Philippe Stierlin expose le socle de la question en prenant comme exemple les décisions prise à l’occasion du Grenelle de l’environnement, des 33 chantiers qui en découlent, du travail silencieux de lobbying du Medef et des entreprises pour dynamiter les bonnes volontés des partenaires : Quels sont les outils alternatifs qui nous permettraient d’exposer ces problèmes sur la place publique  ? Il affirme avec force que les alternatives puissent s’expriment avec force à l’intérieur et à l’extérieur des entreprises.


Daniel Trouillard de France Télécom souligne la difficulté des cadres qui sont contraints de faire d’énormes concessions, par exemple d’abandonner le statut de fonctionnaire pour celui de contractuel, pour continuer à faire partie du sérail ou être marginalisés.
Marie-Caroline Bonnet Galzi semble s’inscrire en contre, en ce qui concerne la fonction publique, en affirmant que les cadres possèdent les facultés de discernement qui font partie du développement durable  mais en appelle aux médias pour jouer le rôle de sentinelles .Elle concède la nécessité de construire des lieux ou puisse s’exprimer l’opposition.
Jean-Claude Seys, pour la mutualité soulève un sujet qui fâche celui de la logique binaire du système : « Le débat est possible, le débat est souhaitable, mais la prise de décision est nécessaire » et tente de redéfinir le centre décisionnel du capital


Marie José Kotlicki clôt, pour l’UGICT clôt ses premières rencontres.

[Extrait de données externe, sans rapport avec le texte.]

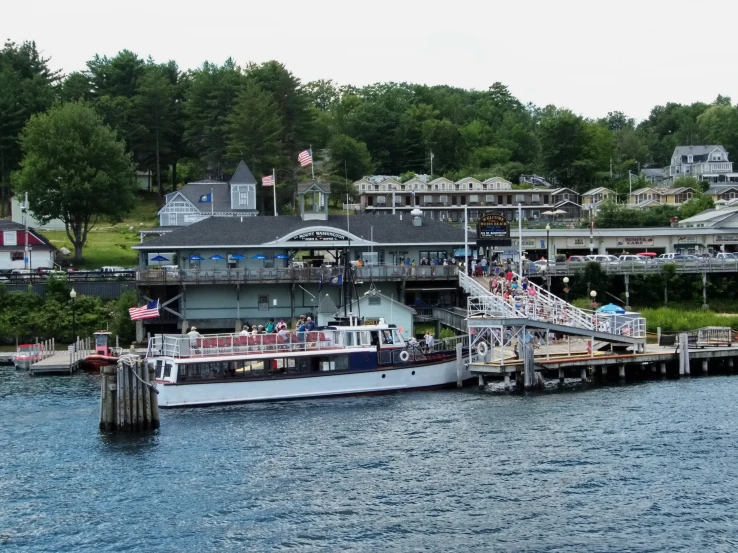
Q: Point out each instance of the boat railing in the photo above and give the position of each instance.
(208, 345)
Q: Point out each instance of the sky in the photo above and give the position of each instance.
(592, 56)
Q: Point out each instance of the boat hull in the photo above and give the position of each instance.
(393, 379)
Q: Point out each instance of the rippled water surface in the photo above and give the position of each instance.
(650, 467)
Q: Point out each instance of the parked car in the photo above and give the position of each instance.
(633, 259)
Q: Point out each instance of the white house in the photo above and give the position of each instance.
(41, 253)
(209, 198)
(706, 162)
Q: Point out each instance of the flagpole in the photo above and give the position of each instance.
(274, 189)
(312, 162)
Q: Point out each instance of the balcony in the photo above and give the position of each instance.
(290, 275)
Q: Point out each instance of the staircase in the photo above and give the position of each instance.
(549, 311)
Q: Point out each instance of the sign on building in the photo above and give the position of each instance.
(493, 230)
(635, 241)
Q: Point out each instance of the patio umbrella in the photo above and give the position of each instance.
(611, 308)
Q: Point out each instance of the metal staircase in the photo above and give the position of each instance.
(545, 310)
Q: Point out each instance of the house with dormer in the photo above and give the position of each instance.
(198, 200)
(708, 163)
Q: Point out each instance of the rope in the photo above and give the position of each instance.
(131, 361)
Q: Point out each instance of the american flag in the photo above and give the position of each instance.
(305, 158)
(148, 311)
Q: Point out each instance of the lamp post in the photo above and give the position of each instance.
(73, 294)
(548, 247)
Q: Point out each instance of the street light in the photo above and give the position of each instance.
(73, 294)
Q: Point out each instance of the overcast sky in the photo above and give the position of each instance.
(590, 56)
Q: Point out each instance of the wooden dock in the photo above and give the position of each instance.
(566, 360)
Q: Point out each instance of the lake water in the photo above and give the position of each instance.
(647, 467)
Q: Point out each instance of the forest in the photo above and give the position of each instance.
(187, 124)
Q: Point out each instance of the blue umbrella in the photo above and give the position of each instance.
(611, 308)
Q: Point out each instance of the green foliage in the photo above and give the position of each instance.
(75, 169)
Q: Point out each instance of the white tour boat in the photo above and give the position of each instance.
(329, 361)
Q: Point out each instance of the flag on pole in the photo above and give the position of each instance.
(148, 311)
(305, 158)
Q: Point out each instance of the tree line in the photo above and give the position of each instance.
(185, 124)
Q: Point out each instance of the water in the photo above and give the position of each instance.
(649, 467)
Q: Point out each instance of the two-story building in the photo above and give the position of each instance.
(13, 251)
(199, 200)
(706, 162)
(226, 271)
(592, 199)
(446, 200)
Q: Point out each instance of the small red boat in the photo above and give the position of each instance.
(104, 355)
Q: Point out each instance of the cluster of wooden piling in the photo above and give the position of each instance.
(128, 397)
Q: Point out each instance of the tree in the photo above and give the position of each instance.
(154, 109)
(74, 168)
(26, 87)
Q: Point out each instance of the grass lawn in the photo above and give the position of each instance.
(111, 244)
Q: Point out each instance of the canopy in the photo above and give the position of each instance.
(611, 308)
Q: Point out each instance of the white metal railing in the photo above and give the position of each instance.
(239, 344)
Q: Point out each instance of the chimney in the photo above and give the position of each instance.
(417, 216)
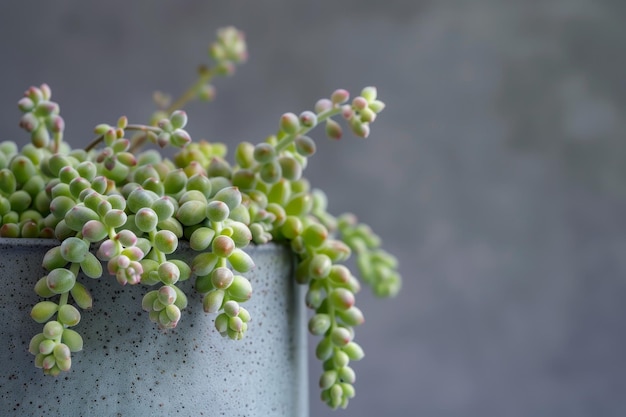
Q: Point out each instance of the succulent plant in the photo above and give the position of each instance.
(112, 204)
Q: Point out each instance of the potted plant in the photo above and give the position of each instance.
(190, 229)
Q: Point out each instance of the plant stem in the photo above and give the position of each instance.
(321, 117)
(204, 77)
(140, 128)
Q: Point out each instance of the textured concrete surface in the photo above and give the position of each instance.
(496, 174)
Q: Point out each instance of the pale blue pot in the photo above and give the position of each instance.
(130, 368)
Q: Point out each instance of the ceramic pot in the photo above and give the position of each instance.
(128, 367)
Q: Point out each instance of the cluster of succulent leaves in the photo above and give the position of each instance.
(112, 205)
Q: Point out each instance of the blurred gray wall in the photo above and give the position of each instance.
(497, 172)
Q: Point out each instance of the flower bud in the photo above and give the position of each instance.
(354, 351)
(178, 119)
(333, 129)
(308, 119)
(323, 105)
(376, 106)
(340, 336)
(319, 324)
(339, 96)
(369, 93)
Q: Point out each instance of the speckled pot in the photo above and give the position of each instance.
(130, 368)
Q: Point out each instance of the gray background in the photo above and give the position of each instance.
(496, 173)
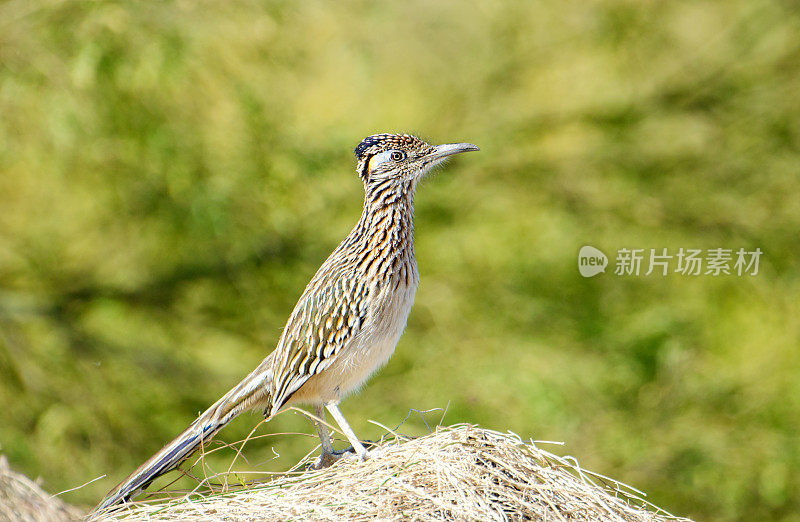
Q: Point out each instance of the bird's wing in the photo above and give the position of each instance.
(330, 313)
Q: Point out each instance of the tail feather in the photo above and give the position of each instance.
(249, 393)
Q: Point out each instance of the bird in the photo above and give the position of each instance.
(347, 321)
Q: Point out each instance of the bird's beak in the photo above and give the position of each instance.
(448, 149)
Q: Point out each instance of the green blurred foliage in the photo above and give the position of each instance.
(172, 174)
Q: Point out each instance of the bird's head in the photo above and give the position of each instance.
(401, 157)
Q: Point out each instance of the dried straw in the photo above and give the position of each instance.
(21, 499)
(460, 472)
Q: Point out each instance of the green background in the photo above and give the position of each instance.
(173, 173)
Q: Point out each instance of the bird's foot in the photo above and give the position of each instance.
(328, 459)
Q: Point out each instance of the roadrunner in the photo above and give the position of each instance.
(348, 320)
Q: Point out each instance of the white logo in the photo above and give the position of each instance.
(591, 261)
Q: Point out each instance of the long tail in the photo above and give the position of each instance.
(251, 392)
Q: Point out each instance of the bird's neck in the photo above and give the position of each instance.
(385, 232)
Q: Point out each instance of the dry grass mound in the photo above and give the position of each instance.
(458, 472)
(21, 499)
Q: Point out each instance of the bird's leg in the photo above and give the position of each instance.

« Avant les cadres dirigeants avaient le pouvoir et les responsabilités aujourd’hui, ils n’ont plus que les responsabilités » affirme-t-elle. Pour L’UGICT,  la responsabilité sociale des cadres dirigeants reste une question de démocratie, de citoyenneté, question d’éthique et d’humanisation des méthodes managériales .
Sous l’effet d’une élévation générale des qualifications, le besoin d’autonomie, d’expression s’accroît.
Or, le culte de la performance correspond un mode de management universel aseptisé, technicisé sur la base d’une démarche d’objectifs et de suivis d’indicateurs très éloigné loin d’un management participatif .
Cette technique de management se double aussi d’effets coercitifs vis-à-vis des cadres et cadres dirigeants. La reconquête de marges de manœuvre face à ce gâchis de qualification doit être une recherche collective.
Marie José Kotlicki affirme aussi que le droit au désaccord devrait donc être reconnu et compris comme l’expression d’une diversité efficace au plan économique .
A contrario, l’absence de garde-fou en matière de réglementation relative aux produits financiers a encouragé des comportements totalement irresponsables conduisant à la crise financière actuelle et au développement des LBO …
L’Ugict-CGT cherche à promouvoir avec d’autres associations et organisations syndicales, comme le Centre des Jeunes Dirigeants, le CJDES, la Fondation pour le Progrès de l’Homme, l’École du management… un Manifeste pour la responsabilité sociale des cadres . Ce Manifeste veut favoriser l’obtention de droit individuel garanti collectivement, comme le droit de refus et d’alternative sans sanction en cas de directive contraire à l’éthique.
Avec ce support unitaire, que nous cherchons à populariser au plan international, nous visons à développer un mouvement d’opinion en faveur d’une culture de la responsabilité où il est normal de pouvoir exprimer son éthique professionnelle.
Enfin, il y a besoin d’élargir la place de l’éthique dans les enjeux économiques. Ne pourrait-il pas exister des espaces de dialogue public - privé où les choix éthiques puissent s’exprimer, être discutés .
Dans ce droit fil, nous proposons de travailler à un mode de management responsable qui prenne appui sur la spécificité européenne qui est face au modèle anglo-saxon basé sur le tout individuel ou le modèle asiatique fondé sur le tout collectif et l’autoritarisme, d’articuler l’individu et le collectif.